Здесь ключевое слово «синтез». Оно способно примирять противоборствующие сегодня концепции оперы (от «оперой может быть что угодно» или «опера — это там, где поют» до «опера — гуманистический проект, где человеческим голосом рассказывается о человеческой жизни»). Но именно синтеза остро не хватало практически всем шести новеллам в МАМТе, операми не ставшим.

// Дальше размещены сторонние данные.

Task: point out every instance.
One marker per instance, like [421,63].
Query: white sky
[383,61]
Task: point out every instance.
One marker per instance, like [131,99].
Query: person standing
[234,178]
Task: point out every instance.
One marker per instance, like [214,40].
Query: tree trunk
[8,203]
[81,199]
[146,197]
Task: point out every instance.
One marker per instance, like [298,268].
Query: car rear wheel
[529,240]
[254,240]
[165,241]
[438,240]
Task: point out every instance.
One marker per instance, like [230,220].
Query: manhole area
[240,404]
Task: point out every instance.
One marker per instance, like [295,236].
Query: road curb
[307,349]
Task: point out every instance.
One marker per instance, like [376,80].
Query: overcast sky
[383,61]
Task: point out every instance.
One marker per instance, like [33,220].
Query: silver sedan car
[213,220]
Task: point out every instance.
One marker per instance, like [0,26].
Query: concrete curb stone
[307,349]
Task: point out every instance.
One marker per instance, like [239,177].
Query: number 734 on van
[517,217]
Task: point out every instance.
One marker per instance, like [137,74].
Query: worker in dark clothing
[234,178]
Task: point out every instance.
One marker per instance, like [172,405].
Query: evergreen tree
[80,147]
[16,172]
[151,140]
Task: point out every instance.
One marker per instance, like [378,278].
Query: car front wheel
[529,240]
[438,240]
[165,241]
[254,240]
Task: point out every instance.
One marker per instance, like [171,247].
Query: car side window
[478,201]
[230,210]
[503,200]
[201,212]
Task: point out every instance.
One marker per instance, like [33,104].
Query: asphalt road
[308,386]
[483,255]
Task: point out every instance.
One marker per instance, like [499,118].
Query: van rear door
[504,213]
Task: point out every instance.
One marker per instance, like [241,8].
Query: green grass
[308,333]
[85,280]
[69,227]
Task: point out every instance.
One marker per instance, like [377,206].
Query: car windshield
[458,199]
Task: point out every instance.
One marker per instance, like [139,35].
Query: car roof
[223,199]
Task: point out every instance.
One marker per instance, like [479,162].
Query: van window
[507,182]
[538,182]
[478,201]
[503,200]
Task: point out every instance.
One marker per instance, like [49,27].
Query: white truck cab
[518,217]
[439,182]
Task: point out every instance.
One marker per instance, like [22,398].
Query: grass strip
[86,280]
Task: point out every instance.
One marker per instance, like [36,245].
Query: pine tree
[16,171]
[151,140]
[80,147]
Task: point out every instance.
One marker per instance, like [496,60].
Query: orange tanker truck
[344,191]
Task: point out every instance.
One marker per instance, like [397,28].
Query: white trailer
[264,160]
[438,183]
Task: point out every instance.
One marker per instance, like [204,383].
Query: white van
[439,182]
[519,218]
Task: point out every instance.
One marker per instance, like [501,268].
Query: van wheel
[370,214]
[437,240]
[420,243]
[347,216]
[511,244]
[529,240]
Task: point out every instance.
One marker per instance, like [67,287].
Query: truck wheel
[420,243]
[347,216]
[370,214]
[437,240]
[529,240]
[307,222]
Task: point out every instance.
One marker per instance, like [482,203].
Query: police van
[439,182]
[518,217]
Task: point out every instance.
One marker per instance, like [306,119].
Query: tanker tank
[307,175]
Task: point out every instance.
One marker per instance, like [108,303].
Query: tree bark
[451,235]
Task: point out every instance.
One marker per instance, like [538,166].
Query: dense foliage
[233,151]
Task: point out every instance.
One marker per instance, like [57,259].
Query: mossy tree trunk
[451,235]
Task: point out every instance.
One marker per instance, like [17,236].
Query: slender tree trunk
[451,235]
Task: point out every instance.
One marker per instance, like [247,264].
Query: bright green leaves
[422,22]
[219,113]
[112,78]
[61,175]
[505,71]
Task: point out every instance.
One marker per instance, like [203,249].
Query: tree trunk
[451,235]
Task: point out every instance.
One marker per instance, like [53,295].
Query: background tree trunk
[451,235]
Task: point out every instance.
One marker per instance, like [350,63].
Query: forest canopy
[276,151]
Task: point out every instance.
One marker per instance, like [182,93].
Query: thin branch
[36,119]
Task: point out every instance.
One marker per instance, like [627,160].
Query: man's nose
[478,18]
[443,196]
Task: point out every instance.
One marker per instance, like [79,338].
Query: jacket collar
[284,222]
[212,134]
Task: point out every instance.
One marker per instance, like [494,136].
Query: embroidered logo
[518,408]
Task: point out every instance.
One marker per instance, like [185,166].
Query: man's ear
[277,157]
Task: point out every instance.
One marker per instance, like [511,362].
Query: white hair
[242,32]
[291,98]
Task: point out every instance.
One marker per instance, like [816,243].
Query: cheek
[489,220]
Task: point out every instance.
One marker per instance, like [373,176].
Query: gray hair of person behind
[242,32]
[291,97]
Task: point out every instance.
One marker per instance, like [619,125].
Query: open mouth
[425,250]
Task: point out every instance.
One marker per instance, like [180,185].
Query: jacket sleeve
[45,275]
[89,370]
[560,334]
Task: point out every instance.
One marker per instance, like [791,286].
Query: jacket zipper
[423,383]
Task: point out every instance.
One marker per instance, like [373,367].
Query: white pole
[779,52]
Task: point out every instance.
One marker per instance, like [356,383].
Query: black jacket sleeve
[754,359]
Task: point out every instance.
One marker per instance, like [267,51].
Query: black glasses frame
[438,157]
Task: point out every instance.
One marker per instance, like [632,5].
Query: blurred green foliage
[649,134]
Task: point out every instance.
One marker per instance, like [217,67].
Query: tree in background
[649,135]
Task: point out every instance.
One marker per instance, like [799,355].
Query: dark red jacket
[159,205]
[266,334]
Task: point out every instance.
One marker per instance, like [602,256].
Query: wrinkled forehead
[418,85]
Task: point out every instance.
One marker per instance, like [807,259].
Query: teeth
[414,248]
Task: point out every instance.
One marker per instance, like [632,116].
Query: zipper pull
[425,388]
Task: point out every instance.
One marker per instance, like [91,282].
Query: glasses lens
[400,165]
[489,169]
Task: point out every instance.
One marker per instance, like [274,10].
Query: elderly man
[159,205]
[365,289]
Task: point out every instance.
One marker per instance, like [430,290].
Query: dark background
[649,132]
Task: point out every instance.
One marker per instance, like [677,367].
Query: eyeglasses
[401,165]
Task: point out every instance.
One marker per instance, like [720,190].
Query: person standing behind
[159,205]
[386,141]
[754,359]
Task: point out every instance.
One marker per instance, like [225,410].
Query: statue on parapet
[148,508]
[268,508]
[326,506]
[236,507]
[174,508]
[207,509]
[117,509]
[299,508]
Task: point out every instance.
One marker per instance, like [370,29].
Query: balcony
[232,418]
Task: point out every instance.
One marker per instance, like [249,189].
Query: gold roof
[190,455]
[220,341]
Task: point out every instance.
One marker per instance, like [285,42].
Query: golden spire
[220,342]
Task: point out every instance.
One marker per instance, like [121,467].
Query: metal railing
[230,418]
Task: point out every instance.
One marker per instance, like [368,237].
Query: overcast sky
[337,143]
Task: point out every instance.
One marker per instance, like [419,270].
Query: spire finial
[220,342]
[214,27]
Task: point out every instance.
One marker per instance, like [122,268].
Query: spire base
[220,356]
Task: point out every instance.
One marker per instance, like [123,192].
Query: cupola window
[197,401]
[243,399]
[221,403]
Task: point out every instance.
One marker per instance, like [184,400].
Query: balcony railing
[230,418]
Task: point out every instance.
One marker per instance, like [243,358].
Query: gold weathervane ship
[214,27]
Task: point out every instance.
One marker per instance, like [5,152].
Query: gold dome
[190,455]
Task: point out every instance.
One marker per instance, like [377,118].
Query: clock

В чудесно изданном буклете можно было прочитать более или менее прекрасные идеи и тексты («Рыба и вепрь» Киры Малининой, «Тео» Евгении Беркович). На Малой сцене МАМТа — видеть замечательно прихотливо и живо организованное сценическое пространство. В музыке — следить за более или менее формально изящными композициями, в разной степени требовательными к времени и звуку («Отпечатки» Анны Поспеловой, «Блуждающие огни» Адриана Мокану). В сцендвижении — удивляться большей или меньшей фантазии телесных репрезентаций, включая словно нейтрализованное, но все равно приятное в такой ситуации буто. И при этом поражаться какому-то абсолютно независимому, отдельному существованию в спектаклях всех пластов и элементов по их собственным испытанным законам. Если бы стало слышно и видно, как законы отдельных жанров — новой музыки, хореографии, драмы — плавятся, деформируются, расслаиваются, обмениваются частями и пунктами, красиво или болезненно меняются под влиянием друг друга, это легко было бы почувствовать как новый синтез, эстетическое качество и новую оперу.
Но в лоскутных композициях ощущался больше компилятивный пафос, чем тревожно-поисковый. Методом подбора, как конструктор, собрался, возможно, новый, но очень узкоспециальный жанр наподобие русского современного танца — со строгими границами, определенным строем языка и идей, набором форм-шаблонов, запрограммированными пиками и специально обученными исполнителями. Жанр, где много-много спектаклей, как бисеринки, чуть разные по цвету, но идентичные по сути, имеют смысл не по отдельности, а только друг за другом, нанизанные на нитку обособленного от прочего театра искусства. Наборного, закольцованного, собранного из фрагментов и заканчивающегося там, где заканчиваются эти бусы.
Конечно, на работы «КоОПЕРАции» можно смотреть не с точки зрения жанра, а как на единый коллективный спектакль в шести эпизодах. И тогда он имеет вполне лирический смысл, современное изящество и оттепельную интонацию. Такой спектакль мог бы называться «Короткие встречи» и рассказывать (шесть раз по-разному) о том, как встретились однажды драматург, композитор и режиссер: один прочитал пьесу, другой сыграл свою музыку, третий поставил сцену. Взгляды их пересеклись. Так и поговорили.